Living the dream can sometimes feel like an oxymoron in our lives. Once again, there’s another word to dissect and understand its meaning. Words can often jumble our thoughts as we try to assign meaning and figure out how to respond. Oxymorons are words that contradict the accepted, or usual meaning of a word. I was often amazed while teaching English in a college class in China when students were asked to use newly learned words in a sentence. They would often use words in ways I hadn’t encountered before, without any preconceived notion of what the words “should” mean. Often, their usage wasn’t incorrect but made me see the words from a fresh perspective. It was a wonderful learning experience, both as a teacher and a student of language.
Words can mislead our thinking when we rely on incorrect or incomplete meanings that align with what we think we already know. Many of the writings of Chuang Tzu and Lieh Tzu were used as tools to explore ideas that needed deeper reflection to uncover their true meaning and to understand what lies beyond both our own motivations and those of others. Our ego, combined with the egos of others, often hinders genuine understanding, making us believe everything has to fit into one perspective or another based on outcomes we’ve subconsciously predetermined. With the way we frame a question frequently shaping the answer we’re looking for.
What I’ve written here may require multiple readings to fully understand its meaning. It ties into the theme of questioning whether we are genuinely awake or simply wandering through a dream. This is a question we’ll explore repeatedly in different ways as the entries here in this chapter we continue to develop over the coming months…
My travels with Lieh Tzu / Interpolations along the Way
Chapter 3 – King Mu of Zhou
40. The awakening spirit
What proof does one have of being awake or lost in a dream, and is it our rightful place to find comfort in either? Is it everyday situations that confirm we are awake?
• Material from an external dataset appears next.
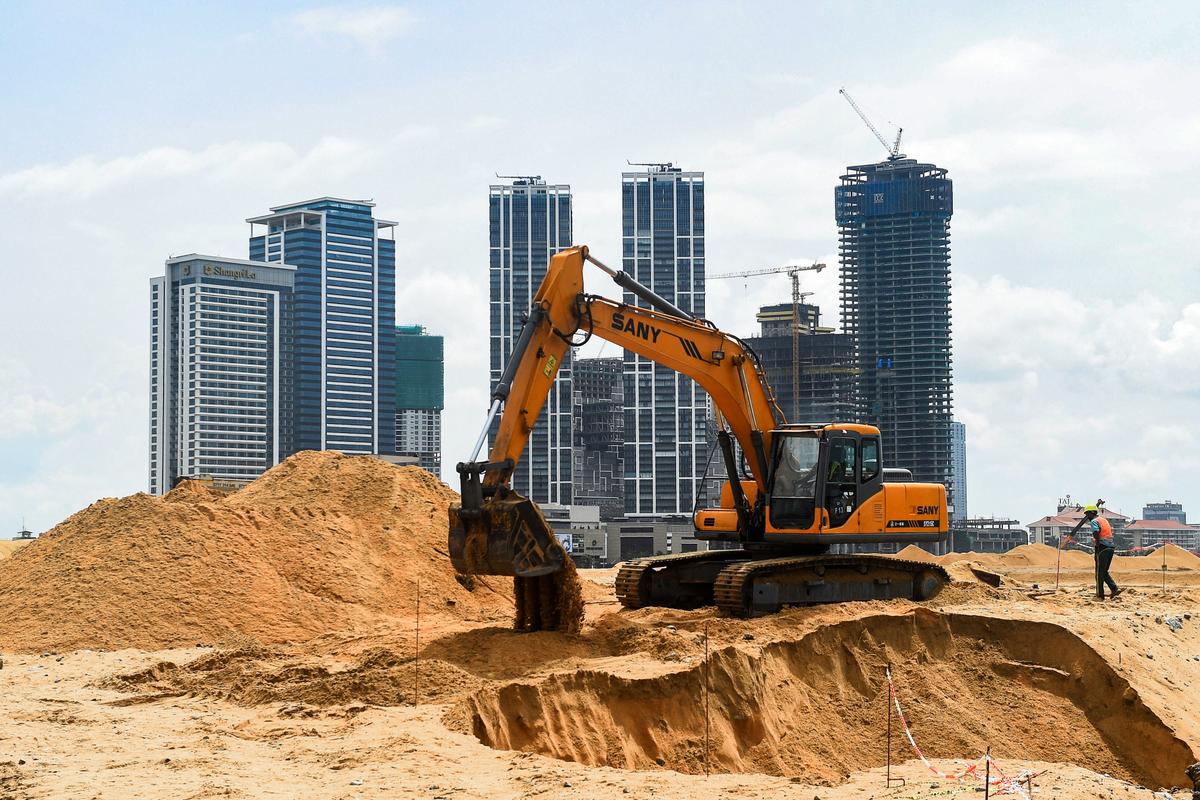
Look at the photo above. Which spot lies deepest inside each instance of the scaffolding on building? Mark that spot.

Should we be forever tied to our life’s events and actions, gain and loss, sorrow, and joy and our birth and death? All simply allowed to occur when we involve ourselves in the here and now. Does not encountering something bring conflict to one’s true spirit?
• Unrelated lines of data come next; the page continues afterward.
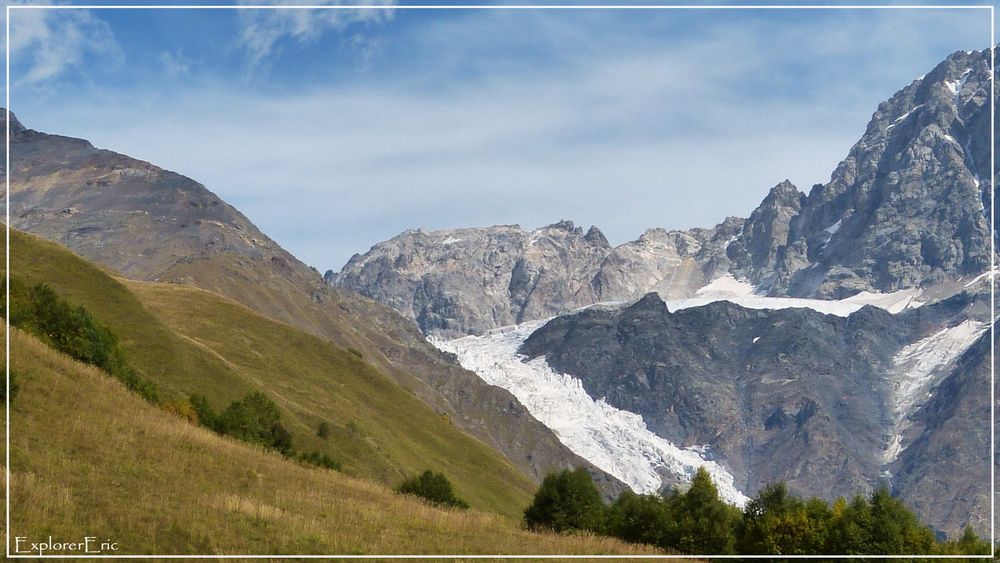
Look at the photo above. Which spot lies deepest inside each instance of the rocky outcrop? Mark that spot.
(152, 224)
(905, 209)
(945, 474)
(789, 395)
(467, 281)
How can we know if we are dreaming? Can there be a test or are we just searching for something we have yet to find? Are not they but illustrations of normal dreams, dreams due to alarm, thinking, memory, rejoicing, and fear that are allowed to occur when the spirit or one’s inner chi connects with something.
Does not connecting with something direct our attention from the journey that we know we must follow? Is not when we leave ourselves open to the mundane, or outside world, when we are awake that our energies fill and empty and diminish and grow?
Are we not simply becoming acquainted with all that surrounds us? By following this course, are we not allowing our yin and yang energies to become open to all sorts of confusion not true to our life force and our spirit as it travels through time?
Remember what Lieh Tzu has told you: “Our spirit chances on something and we dream and when our body encounters something it happens. Are not everyday occurrences but our imagination and dreams that our spirit and body chance upon along the Way. Should not the purpose and focus of one’s life energies be concentrated on what is known as the Tao?”
Forgetting oneself when awake and knowing no dreams while asleep. In so doing, our spirit becomes one with the immortals as we prepare to fly away. 2/8/95
Number forty of one hundred fifty-eight entries.